American football player (born 1985)

Maurice Aurilius Stovall (born February 21, 1985) is an American former professional football player who was a wide receiver and tight end in the National Football League (NFL). He was selected by the Tampa Bay Buccaneers in the third round of the 2006 NFL draft. He played college football for the Notre Dame Fighting Irish.

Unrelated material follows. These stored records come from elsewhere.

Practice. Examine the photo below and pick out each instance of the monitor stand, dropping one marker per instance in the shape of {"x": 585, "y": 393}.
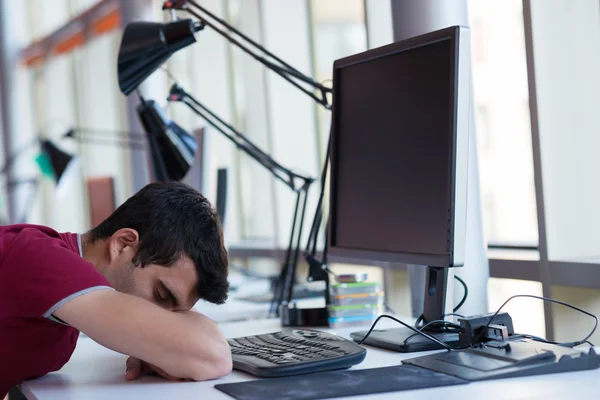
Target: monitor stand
{"x": 403, "y": 339}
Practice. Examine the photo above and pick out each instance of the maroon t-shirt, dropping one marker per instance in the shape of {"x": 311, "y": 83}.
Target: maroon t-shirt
{"x": 40, "y": 270}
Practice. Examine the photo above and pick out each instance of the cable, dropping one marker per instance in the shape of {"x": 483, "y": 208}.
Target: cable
{"x": 418, "y": 332}
{"x": 445, "y": 324}
{"x": 460, "y": 304}
{"x": 566, "y": 344}
{"x": 453, "y": 315}
{"x": 388, "y": 308}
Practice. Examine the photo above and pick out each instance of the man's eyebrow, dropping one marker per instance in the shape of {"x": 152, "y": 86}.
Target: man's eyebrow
{"x": 170, "y": 294}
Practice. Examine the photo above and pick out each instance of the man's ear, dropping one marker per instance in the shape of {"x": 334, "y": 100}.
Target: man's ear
{"x": 123, "y": 244}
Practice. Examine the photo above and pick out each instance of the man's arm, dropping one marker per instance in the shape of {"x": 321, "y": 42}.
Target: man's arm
{"x": 183, "y": 344}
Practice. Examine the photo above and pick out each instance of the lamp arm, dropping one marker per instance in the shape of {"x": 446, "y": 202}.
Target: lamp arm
{"x": 71, "y": 133}
{"x": 265, "y": 57}
{"x": 121, "y": 142}
{"x": 285, "y": 175}
{"x": 11, "y": 159}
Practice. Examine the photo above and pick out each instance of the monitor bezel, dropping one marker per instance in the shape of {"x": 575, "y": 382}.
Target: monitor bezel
{"x": 454, "y": 256}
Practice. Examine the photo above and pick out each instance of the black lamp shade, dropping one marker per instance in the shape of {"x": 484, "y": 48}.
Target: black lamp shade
{"x": 172, "y": 149}
{"x": 146, "y": 45}
{"x": 59, "y": 159}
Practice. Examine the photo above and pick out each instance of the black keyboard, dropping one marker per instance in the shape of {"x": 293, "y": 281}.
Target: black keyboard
{"x": 294, "y": 352}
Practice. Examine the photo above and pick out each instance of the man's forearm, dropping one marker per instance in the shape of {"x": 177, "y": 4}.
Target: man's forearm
{"x": 183, "y": 344}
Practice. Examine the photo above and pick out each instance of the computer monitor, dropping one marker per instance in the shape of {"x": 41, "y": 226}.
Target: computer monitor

He was also a member of the Detroit Lions and Jacksonville Jaguars.

==Early life==
Stovall grew up in Philadelphia, Pennsylvania, and went to Archbishop John Carroll High School. Following his high school career, he played in the 2002 U.S. Army All-American Bowl.

==College career==
After being chosen to USA Todays first-team high school All-American list, Stovall chose to attend the University of Notre Dame. He did not start as a freshman, but played in all 13 games that season, finishing the year with 18 catches including three touchdown receptions. He was also featured on the cover of Sports Illustrated early that year. He played in every game in 2003 as well, with slightly improved statistics. However, during that year as well as 2004, Stovall was remembered more for frequently dropping potential catches rather than the plays he made. This was noted not just by fans, but also by head coach Tyrone Willingham, who benched him for three games mid-season in 2004. That year, Stovall only had one touchdown catch, and many wondered if his career would be finished after his senior season.

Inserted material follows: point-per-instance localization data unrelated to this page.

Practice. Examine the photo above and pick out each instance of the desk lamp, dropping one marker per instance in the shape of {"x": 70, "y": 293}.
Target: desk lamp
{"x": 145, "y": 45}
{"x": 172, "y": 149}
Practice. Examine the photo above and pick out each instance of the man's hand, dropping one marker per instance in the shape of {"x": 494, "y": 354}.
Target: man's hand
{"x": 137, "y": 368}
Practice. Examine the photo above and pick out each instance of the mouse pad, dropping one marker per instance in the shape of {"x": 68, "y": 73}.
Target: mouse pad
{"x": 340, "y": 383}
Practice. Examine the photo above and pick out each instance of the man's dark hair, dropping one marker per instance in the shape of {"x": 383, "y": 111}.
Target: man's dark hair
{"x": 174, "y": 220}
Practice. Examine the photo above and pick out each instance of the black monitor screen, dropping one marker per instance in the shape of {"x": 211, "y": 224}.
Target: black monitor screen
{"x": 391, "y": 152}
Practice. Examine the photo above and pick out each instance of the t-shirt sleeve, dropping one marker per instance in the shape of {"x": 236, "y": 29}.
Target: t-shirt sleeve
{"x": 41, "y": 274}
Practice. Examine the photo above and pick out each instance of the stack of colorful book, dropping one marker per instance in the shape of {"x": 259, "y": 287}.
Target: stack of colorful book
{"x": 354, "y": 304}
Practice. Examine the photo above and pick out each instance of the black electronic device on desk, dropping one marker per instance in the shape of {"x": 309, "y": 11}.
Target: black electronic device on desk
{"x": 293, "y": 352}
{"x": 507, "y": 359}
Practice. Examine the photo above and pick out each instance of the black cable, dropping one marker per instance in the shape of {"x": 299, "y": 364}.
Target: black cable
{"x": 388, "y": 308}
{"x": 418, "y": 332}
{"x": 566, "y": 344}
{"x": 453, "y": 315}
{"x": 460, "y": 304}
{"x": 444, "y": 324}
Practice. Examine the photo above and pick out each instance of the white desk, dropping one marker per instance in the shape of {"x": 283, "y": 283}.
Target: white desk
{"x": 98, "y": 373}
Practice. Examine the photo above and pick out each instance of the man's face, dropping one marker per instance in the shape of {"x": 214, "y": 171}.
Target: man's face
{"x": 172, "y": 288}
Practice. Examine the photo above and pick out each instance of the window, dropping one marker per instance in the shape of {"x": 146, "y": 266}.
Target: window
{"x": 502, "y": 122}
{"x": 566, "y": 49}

When Charlie Weis became Notre Dame's coach prior to the 2005 season, he sought to get Stovall back to his freshman year form. This included asking the receiver to shed about 15 pounds in the offseason. After cutting his weight to about 220, Stovall became a major player in Weis' pro-style offense. Starting every game, Stovall caught 11 touchdowns, some of them requiring acrobatics, and nearly broke Tom Gatewood's school record for single-season receiving yards. He did set new records that season for single-game receptions (14) and touchdowns (4) against BYU. After this breakout senior season, Stovall was predicted to be drafted somewhere in the 2nd to 4th rounds.

==Professional career==

Pre-draft measurables
| Height | Weight | Arm length | Hand span | 40-yard dash | 10-yard split | 20-yard split | 20-yard shuttle | Three-cone drill | Vertical jump | Broad jump |
| 6 ft 4+3⁄8 in (1.94 m) | 217 lb (98 kg) | 33+3⁄4 in (0.86 m) | 9+5⁄8 in (0.24 m) | 4.55 s | 1.62 s | 2.68 s | 4.14 s | 6.81 s | 35.0 in (0.89 m) | 10 ft 4 in (3.15 m) |
All values from NFL Combine/Pro Day

===Tampa Bay Buccaneers===
Stovall was selected by the Tampa Bay Buccaneers in the third round of the 2006 NFL draft. A deeply religious man, he made the sign of the cross as he hauled in his first career touchdown pass against the Detroit Lions in week 7 of the 2007 NFL season. He is a competent and accomplished gunner on special teams. His former head coach Jon Gruden gave him the nickname "Gunner Stovall". In 2009, he had a career year, catching 24 passes for 366 yards in seven starts. He scored a 38-yard touchdown against the Dolphins.

===Detroit Lions===
On August 1, 2011, Stovall signed with the Detroit Lions.

On June 5, 2012, Stovall returned to the Lions signing a one-year deal. On August 31, 2012, Stovall was officially cut by the organization.

===Jacksonville Jaguars===
Stovall was signed by the Jacksonville Jaguars on September 19, 2012. He was waived on December 4, 2012.

==Coaching career==
In 2016, Stovall joined the IMG Academy football team as their wide receivers coach.